Compared to that failure, Netanyahu’s gradual, realistic, mostly behind-the-scenes work in developing Arab-Israeli ties is a shining success. If, despite all that, he lacks the image of a peacemaker, the reasons are not hard to find.
On the Israeli left — a shrinking contingent still heavily overrepresented in Israeli media and academia — a demonization of Netanyahu that began in the 1990s prevails. Incapable of rational assessment and essentially uninterested in it, the Israeli chattering classes cast him as a dark, retrograde force no matter what he actually does.
And that view holds sway in the worldwide mainstream media as well. For them, it’s enough to know that Netanyahu is on the right-hand side of the Israeli political map to portray him as a “hard-liner” with no positive contribution to make.

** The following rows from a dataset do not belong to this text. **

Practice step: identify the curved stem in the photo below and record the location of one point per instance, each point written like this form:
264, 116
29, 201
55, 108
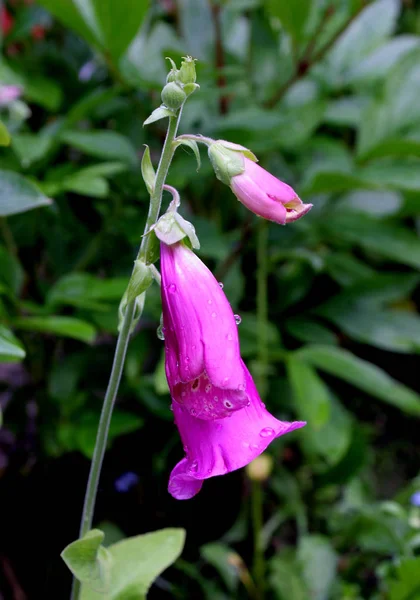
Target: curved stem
122, 344
262, 318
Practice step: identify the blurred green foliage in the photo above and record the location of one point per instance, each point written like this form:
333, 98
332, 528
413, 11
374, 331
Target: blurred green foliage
327, 94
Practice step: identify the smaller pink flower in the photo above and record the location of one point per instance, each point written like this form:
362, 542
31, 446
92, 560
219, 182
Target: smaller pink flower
9, 93
223, 445
267, 196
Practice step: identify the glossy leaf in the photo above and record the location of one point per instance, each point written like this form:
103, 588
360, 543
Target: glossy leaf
137, 561
363, 375
18, 195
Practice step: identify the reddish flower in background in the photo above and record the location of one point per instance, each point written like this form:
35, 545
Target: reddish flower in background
221, 419
267, 196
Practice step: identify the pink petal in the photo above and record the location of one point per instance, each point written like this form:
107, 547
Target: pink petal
220, 446
200, 330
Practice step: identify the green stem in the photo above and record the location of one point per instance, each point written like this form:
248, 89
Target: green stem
262, 305
122, 344
262, 320
257, 526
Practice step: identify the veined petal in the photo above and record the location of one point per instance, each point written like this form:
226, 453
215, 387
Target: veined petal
223, 445
198, 314
205, 401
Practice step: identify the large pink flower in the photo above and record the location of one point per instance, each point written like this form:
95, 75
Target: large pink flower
203, 362
219, 414
267, 196
223, 445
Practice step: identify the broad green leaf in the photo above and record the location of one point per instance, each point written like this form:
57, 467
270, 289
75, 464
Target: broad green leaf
102, 144
363, 375
220, 557
11, 272
318, 562
11, 349
4, 135
286, 579
387, 240
329, 426
137, 561
89, 561
60, 326
366, 33
292, 15
119, 22
17, 194
377, 65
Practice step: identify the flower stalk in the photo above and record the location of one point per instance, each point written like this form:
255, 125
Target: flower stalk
122, 343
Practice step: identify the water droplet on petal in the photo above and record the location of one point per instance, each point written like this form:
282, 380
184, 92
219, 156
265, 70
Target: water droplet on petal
193, 466
267, 432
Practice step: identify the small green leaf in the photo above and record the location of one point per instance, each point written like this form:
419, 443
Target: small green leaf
137, 561
172, 228
159, 113
17, 194
194, 147
89, 561
11, 349
60, 326
140, 280
4, 135
148, 171
363, 375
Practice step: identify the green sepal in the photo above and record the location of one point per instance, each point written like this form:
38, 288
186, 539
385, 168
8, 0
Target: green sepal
148, 171
89, 561
172, 228
228, 159
141, 279
194, 147
189, 88
187, 72
159, 113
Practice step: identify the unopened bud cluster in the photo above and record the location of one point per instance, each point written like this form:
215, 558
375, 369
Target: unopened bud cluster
180, 83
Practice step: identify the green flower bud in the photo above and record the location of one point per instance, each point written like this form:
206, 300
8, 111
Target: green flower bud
226, 162
173, 96
187, 72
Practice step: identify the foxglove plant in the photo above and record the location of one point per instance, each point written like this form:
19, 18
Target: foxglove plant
221, 419
222, 422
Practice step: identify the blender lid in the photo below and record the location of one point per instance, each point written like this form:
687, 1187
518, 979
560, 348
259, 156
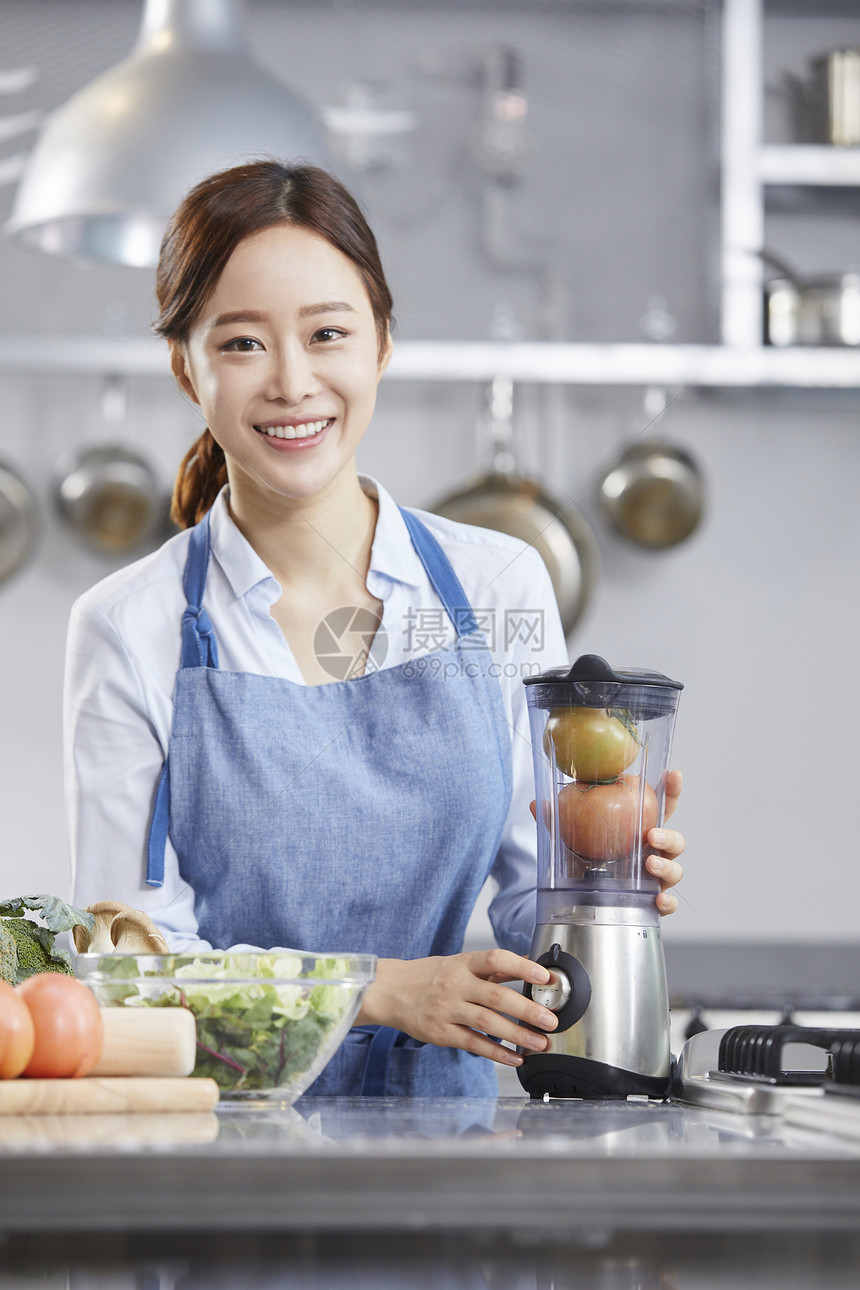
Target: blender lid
591, 670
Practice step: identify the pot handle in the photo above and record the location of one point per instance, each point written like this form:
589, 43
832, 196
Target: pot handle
499, 416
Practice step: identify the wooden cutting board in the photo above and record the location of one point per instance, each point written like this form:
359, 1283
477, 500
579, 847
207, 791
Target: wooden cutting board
98, 1094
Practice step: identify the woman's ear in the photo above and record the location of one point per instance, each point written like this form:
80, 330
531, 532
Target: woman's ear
384, 357
179, 368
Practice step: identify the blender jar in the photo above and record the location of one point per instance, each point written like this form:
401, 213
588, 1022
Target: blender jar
601, 742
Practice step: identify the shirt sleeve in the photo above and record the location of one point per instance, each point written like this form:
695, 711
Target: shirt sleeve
512, 908
114, 756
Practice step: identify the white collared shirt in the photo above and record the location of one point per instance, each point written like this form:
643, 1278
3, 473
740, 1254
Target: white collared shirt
123, 654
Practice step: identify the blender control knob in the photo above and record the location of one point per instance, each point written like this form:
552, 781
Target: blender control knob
555, 993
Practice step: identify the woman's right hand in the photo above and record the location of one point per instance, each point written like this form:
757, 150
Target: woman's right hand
460, 1001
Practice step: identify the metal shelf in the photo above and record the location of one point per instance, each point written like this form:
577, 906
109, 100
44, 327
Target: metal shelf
810, 164
530, 363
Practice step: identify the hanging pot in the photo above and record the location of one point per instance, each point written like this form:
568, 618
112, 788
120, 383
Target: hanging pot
653, 494
18, 523
110, 494
512, 503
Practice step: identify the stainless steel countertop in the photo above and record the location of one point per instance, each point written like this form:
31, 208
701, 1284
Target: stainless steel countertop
406, 1165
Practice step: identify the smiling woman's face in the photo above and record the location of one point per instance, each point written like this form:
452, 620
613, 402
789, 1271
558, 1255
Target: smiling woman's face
284, 361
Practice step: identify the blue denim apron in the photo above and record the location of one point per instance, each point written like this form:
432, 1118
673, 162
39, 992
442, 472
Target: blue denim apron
362, 815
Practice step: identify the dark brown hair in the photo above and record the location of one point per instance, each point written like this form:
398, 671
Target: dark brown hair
204, 232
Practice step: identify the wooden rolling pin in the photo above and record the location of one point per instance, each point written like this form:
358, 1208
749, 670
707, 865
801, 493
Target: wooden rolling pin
92, 1094
147, 1041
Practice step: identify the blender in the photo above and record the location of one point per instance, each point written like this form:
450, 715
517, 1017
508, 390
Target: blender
601, 741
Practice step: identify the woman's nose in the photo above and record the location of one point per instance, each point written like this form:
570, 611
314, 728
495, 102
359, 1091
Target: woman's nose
292, 376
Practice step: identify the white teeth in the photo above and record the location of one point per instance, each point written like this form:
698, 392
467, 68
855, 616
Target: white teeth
311, 427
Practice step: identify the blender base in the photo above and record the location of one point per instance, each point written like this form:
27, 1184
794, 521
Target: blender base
562, 1076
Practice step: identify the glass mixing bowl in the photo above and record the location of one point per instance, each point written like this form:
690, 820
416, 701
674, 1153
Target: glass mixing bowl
267, 1023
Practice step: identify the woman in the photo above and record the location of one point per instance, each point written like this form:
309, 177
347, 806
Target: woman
295, 809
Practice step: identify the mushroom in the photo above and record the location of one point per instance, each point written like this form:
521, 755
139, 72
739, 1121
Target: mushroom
136, 934
119, 928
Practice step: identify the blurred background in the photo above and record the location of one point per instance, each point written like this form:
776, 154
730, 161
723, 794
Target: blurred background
571, 200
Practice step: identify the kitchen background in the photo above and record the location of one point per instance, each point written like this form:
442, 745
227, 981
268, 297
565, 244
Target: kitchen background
602, 227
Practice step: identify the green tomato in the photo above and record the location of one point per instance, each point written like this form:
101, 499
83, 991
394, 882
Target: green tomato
591, 744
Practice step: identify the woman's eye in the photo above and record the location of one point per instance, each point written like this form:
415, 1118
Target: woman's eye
243, 345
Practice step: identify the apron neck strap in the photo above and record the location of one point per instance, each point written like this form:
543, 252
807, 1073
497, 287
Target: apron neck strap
439, 569
199, 648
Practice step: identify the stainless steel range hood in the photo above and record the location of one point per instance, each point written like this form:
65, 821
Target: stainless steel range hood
112, 163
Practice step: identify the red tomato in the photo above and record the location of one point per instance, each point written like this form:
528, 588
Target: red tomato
17, 1033
68, 1026
600, 822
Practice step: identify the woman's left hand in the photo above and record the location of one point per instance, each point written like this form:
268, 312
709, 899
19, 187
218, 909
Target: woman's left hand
668, 844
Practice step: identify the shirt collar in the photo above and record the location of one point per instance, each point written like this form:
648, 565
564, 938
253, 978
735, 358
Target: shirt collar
240, 564
392, 555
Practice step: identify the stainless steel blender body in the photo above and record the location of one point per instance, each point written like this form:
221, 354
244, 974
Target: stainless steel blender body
601, 743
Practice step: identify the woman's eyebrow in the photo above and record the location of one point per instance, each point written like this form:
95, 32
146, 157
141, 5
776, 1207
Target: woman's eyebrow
306, 311
239, 316
326, 307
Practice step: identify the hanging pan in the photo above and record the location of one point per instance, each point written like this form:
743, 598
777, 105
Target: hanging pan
18, 521
108, 494
513, 503
653, 493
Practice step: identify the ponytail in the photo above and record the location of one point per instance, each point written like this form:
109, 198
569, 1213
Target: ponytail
200, 479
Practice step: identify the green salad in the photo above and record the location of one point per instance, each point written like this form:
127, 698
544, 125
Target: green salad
252, 1033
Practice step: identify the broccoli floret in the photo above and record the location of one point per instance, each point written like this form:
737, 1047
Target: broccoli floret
31, 953
8, 955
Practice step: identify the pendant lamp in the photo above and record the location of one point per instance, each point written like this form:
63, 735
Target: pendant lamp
112, 163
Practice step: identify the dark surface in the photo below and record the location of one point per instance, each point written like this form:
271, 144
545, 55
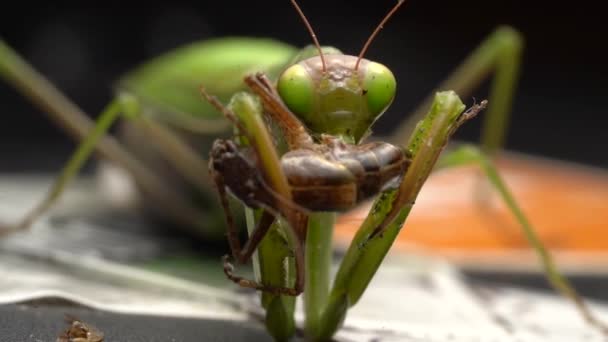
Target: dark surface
43, 323
559, 110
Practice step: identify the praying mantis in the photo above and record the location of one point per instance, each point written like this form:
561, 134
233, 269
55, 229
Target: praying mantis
152, 90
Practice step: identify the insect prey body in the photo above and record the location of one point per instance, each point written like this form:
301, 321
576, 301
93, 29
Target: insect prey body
334, 176
342, 175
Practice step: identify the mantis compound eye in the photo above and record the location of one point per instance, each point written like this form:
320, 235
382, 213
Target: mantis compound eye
296, 88
379, 86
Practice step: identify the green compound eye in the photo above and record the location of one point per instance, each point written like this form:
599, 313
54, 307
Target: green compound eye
297, 90
380, 85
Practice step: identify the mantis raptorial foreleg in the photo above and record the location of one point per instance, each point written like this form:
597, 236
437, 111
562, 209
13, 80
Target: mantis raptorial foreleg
469, 154
499, 53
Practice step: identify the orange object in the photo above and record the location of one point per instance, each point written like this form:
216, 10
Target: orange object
459, 216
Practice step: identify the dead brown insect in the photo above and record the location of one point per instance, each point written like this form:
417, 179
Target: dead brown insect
80, 331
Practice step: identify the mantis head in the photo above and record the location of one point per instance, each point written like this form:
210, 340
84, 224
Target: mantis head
338, 94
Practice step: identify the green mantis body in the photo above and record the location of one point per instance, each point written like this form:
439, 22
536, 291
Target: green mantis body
162, 97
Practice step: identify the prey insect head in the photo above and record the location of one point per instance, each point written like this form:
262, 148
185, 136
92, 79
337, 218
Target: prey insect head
339, 94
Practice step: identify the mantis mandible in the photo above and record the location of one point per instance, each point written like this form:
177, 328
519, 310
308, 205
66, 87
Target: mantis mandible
145, 91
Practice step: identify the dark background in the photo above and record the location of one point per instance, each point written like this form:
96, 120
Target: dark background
559, 110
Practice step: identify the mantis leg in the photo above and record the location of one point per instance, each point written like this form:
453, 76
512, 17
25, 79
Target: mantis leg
501, 53
80, 156
470, 154
72, 119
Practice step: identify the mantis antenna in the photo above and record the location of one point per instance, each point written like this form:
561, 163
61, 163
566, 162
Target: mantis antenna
375, 33
312, 33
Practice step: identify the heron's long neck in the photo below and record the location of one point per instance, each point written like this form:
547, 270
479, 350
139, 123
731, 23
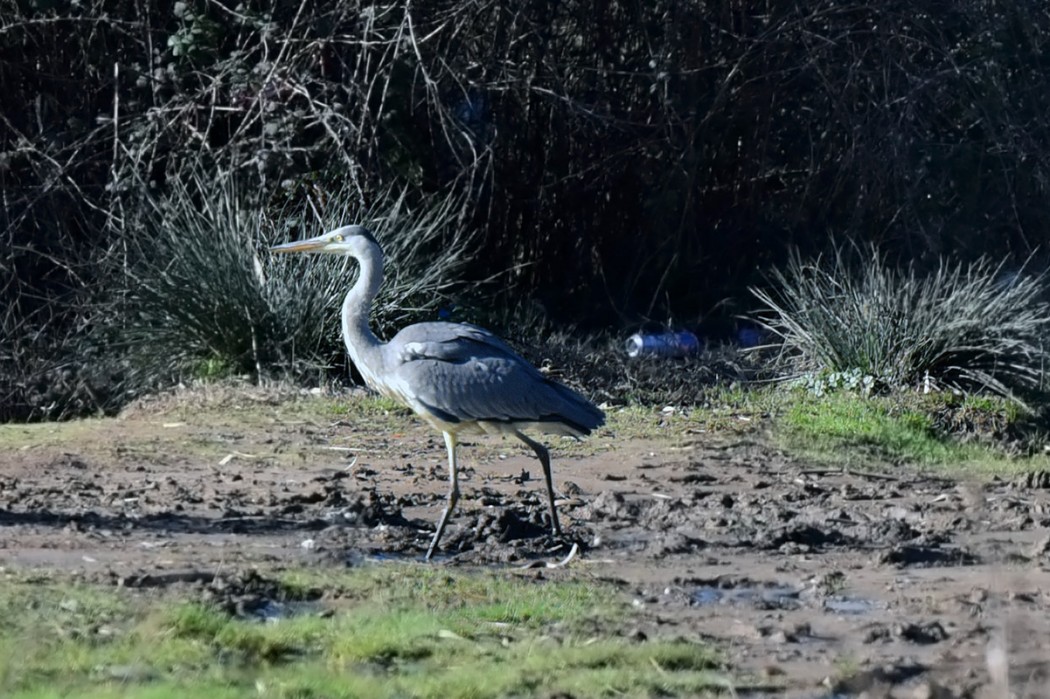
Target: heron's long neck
361, 343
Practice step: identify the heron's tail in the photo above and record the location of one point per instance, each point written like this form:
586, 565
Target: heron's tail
574, 410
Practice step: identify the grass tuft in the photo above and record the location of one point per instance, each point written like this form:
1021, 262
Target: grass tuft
965, 326
198, 296
387, 631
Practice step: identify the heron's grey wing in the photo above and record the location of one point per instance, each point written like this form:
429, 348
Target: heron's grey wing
461, 373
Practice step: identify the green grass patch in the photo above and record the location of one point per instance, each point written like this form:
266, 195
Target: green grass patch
849, 429
386, 631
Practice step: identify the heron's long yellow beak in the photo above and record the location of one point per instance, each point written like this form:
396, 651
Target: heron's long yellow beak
310, 245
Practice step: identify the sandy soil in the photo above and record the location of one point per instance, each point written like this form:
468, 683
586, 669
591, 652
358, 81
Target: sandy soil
815, 581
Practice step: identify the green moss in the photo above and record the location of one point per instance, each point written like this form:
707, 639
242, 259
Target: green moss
389, 631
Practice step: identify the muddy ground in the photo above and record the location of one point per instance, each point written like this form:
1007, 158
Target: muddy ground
814, 580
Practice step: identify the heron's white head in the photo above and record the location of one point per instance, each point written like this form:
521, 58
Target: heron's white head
347, 240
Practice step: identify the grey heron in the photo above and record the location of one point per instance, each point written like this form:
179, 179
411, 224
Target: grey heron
458, 377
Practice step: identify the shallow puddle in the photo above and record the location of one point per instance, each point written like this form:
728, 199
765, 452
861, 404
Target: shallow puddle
769, 596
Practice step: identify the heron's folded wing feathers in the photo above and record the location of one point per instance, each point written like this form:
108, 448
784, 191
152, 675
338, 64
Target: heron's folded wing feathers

It’s not, of course, that Netanyahu has created Shangri-La in the Middle East — nor tried to or thought it was possible. Hatred of Israel and Jews is still dominant — though less and less monolithic — in Arab countries, including those whose governments are closest to Israel. Netanyahu, though, has wisely based his peace efforts on pragmatism and common interests without aiming too high — unlike the Israeli left in the Oslo era, which believed it was achieving a utopian peace with arch-terrorist Yasser Arafat and his PLO.